Keratinolytic protein from keratinophilic fungi were reported by Yu et al. (1968), Asahi et al. (1985), and Willams et al. (1989). Mukhopadhay et al. (1989) reported keratinase production by Streptomyces sp. He isolated an inducible extracellular homogeneous enzyme, which shows a 7.5-fold increases in its activity after DEAE cellulose column chromatography. The enzyme-activity was inhibited by reduced glutathione, PMSF and 2-¬Mercaptaethanol.

Williams et al. (1990) continued his work on enriched feather degrading culture and characterized the organism to its species level for the first time.
 The microorganisms were identified as Bacillus licheniformis, purified and characterized keratinase from feather degrading Bacillus licheniformis strain isolated by Williams et al. (1990) with the help of membrane ultra filtration and C-75 gel chromatography.

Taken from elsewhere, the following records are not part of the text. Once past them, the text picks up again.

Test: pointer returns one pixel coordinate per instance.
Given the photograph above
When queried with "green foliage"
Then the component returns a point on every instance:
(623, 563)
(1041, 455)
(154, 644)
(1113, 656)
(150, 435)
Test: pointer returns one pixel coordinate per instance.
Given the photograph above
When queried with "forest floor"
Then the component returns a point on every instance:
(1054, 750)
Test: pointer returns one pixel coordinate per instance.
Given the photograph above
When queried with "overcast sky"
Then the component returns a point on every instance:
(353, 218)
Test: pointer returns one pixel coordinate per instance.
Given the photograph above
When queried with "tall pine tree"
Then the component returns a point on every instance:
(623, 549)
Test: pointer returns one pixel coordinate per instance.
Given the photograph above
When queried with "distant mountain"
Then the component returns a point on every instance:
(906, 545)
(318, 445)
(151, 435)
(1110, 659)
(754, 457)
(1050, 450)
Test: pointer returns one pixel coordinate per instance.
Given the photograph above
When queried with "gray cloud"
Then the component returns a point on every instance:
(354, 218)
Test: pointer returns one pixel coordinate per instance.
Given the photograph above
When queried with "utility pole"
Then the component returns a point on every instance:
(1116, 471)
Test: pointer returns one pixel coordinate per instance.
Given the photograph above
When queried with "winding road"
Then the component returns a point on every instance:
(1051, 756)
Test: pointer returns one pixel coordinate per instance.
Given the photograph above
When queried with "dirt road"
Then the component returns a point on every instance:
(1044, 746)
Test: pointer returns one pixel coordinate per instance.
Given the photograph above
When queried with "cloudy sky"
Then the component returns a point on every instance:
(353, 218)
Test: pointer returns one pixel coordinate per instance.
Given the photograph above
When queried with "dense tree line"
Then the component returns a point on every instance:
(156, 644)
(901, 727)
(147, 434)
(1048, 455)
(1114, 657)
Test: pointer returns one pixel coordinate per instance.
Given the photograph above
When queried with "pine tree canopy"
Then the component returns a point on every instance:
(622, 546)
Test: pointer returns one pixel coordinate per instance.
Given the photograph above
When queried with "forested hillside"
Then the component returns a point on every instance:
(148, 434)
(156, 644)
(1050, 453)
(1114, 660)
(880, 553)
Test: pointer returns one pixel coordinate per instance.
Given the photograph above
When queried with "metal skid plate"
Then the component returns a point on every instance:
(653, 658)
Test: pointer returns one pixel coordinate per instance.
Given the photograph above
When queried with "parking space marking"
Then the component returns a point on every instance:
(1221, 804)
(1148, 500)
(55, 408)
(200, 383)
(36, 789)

He purified enzyme with 70-fold increased activity. SDS-PAGE analysis revealed that purified keratinase had a molecular weight of 33 kDa. Dozie et al. (1994) reported a thermostable, alkaline-active, keratinolytic proteinasefrom Chrysosporium keratinophylum which was able to solubilize keratin in lactose-mineral salt medium with DMSO. Optimum pH for the enzyme activity was 9 and optimum temperature was 90 °C. Wang et al. (1999) scaled up the fermentation condition of keratinase to a pilot scale fermentar. They optimized the fermentation condition to a level of 10-fold increase in enzyme production.